I have to say that doing what I was most afraid to do has afforded me the courage to keep going. This past week in a poetry therapy session I read a poem titled, How Divine is Forgiving? by Marge Piercy. After reading it aloud, I was so afraid to take the next 15 minutes of writing time. I was so afraid of what it may reveal. But in doing so, in taking the next step and allowing myself to go into the poem, I found healing.
So today I encourage you to think about something you are afraid to write about and just write it.
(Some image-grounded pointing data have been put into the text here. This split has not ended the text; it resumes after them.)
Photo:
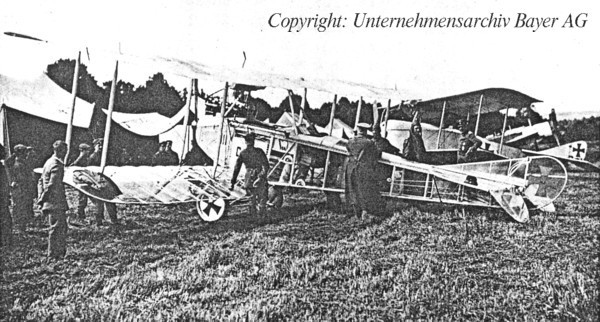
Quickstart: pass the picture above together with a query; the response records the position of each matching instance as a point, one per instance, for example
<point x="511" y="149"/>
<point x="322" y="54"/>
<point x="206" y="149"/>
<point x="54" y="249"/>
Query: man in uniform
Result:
<point x="159" y="157"/>
<point x="414" y="148"/>
<point x="468" y="144"/>
<point x="257" y="168"/>
<point x="382" y="144"/>
<point x="362" y="193"/>
<point x="54" y="201"/>
<point x="111" y="208"/>
<point x="171" y="157"/>
<point x="82" y="160"/>
<point x="21" y="181"/>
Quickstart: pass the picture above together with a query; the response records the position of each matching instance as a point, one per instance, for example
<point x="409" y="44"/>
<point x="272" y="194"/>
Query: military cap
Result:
<point x="20" y="148"/>
<point x="84" y="146"/>
<point x="363" y="125"/>
<point x="250" y="137"/>
<point x="58" y="143"/>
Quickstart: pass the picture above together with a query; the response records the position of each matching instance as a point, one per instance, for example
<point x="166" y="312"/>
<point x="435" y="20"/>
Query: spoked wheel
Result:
<point x="275" y="197"/>
<point x="210" y="209"/>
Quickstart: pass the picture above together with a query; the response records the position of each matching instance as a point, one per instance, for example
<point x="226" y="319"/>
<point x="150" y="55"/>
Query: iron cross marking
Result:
<point x="211" y="205"/>
<point x="578" y="150"/>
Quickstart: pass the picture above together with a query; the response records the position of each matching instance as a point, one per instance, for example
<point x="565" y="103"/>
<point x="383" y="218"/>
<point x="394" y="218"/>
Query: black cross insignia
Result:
<point x="578" y="150"/>
<point x="211" y="205"/>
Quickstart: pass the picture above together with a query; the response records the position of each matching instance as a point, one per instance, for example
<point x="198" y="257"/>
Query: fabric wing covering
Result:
<point x="150" y="185"/>
<point x="461" y="105"/>
<point x="44" y="98"/>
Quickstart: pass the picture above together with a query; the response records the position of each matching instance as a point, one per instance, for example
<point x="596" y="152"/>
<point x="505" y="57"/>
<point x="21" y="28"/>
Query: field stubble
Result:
<point x="305" y="262"/>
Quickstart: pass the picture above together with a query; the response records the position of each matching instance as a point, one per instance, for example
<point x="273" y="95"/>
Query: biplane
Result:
<point x="490" y="108"/>
<point x="514" y="185"/>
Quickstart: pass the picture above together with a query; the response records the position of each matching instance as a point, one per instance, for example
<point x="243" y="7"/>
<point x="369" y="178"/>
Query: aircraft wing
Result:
<point x="514" y="183"/>
<point x="461" y="105"/>
<point x="149" y="184"/>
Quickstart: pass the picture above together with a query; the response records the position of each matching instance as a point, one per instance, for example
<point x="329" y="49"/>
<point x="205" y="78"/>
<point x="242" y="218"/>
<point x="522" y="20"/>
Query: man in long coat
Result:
<point x="257" y="169"/>
<point x="413" y="148"/>
<point x="362" y="193"/>
<point x="54" y="201"/>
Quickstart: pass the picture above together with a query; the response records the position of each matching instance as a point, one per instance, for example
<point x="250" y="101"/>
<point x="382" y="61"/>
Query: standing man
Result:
<point x="21" y="180"/>
<point x="414" y="148"/>
<point x="160" y="155"/>
<point x="468" y="143"/>
<point x="54" y="201"/>
<point x="255" y="181"/>
<point x="82" y="160"/>
<point x="362" y="193"/>
<point x="111" y="208"/>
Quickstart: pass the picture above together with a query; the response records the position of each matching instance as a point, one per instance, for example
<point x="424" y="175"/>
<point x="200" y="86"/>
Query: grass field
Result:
<point x="306" y="263"/>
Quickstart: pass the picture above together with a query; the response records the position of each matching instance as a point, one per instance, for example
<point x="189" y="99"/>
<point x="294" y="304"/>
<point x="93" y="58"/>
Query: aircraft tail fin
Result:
<point x="513" y="204"/>
<point x="573" y="150"/>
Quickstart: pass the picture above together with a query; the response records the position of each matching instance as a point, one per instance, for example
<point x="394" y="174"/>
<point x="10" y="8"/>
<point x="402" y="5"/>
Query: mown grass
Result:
<point x="307" y="263"/>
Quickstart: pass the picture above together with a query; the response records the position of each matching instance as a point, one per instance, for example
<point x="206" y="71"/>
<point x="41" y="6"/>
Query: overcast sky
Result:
<point x="560" y="66"/>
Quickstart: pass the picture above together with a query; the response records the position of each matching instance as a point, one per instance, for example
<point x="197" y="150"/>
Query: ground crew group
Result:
<point x="362" y="179"/>
<point x="19" y="181"/>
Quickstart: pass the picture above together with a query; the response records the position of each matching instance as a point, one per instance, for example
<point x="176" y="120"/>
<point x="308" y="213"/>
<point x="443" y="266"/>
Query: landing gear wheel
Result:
<point x="275" y="197"/>
<point x="210" y="209"/>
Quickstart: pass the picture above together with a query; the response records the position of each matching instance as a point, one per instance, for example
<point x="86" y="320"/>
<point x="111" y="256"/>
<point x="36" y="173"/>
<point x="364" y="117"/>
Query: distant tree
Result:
<point x="158" y="96"/>
<point x="61" y="72"/>
<point x="346" y="111"/>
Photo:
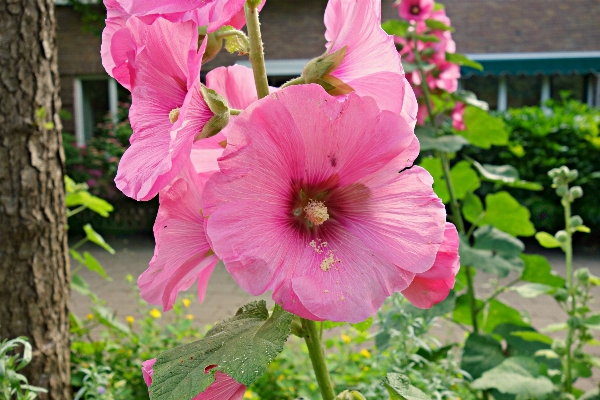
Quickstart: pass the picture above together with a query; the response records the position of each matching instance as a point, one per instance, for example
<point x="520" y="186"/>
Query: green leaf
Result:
<point x="592" y="322"/>
<point x="499" y="313"/>
<point x="494" y="252"/>
<point x="504" y="174"/>
<point x="533" y="290"/>
<point x="516" y="375"/>
<point x="481" y="353"/>
<point x="400" y="388"/>
<point x="438" y="25"/>
<point x="547" y="240"/>
<point x="94" y="237"/>
<point x="533" y="337"/>
<point x="484" y="130"/>
<point x="241" y="346"/>
<point x="395" y="27"/>
<point x="472" y="207"/>
<point x="506" y="214"/>
<point x="93" y="265"/>
<point x="463" y="61"/>
<point x="470" y="99"/>
<point x="84" y="198"/>
<point x="363" y="326"/>
<point x="446" y="143"/>
<point x="538" y="270"/>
Allow yourself to be open and honest and move past fear to see what is on the other side.
How Divine is Forgiving?
by Marge Piercy
It’s a nice concept
but what’s under the sculptured draperies?
We forgive when we don’t really care
because what was done to us brought unexpected
harvest, as I always try to explain
to the peach trees as I prune them hard,
to the cats when I shove pills against
the Gothic vaults of their mouths
We forgive those who betrayed us
years later because memory has rotted
through like something left out in the weather
battered clean then littered dirty
in the rain, chewed by mice and beetles,
frozen and baked and stripped by the wind
til it is unrecognizable, corpse
or broken machine, something long useless.
We forgive those whom their own machinations
have sufficiently tangled, enshrouded,
the fly who bit us to draw blood and who
hangs now a gutted trophy in a spider’s
airy larder; more exactly, the friend
whose habit of lying has immobilized him
at last like a dog trapped in a cocoon
of fishing line and barbed hooks.
We forgive those we firmly love
because anger hurts, a coal that burns
and smolders still scorching the tissues
inside, blistering wherever it touches
so that we bury the hot clinkers in a mound
of caring, suffocate the sparks with promises,
drown them in tears, reconciling.
We forgive mostly not from strength
but through imperfections, for memory
wears transparent as a glass with the pattern
washed off, till we stare past what injured us,
We forgive because we too have done
the same to others easy as a mudslide;
or because anger is a fire that must be fed
and we are too tired to rise and haul a log.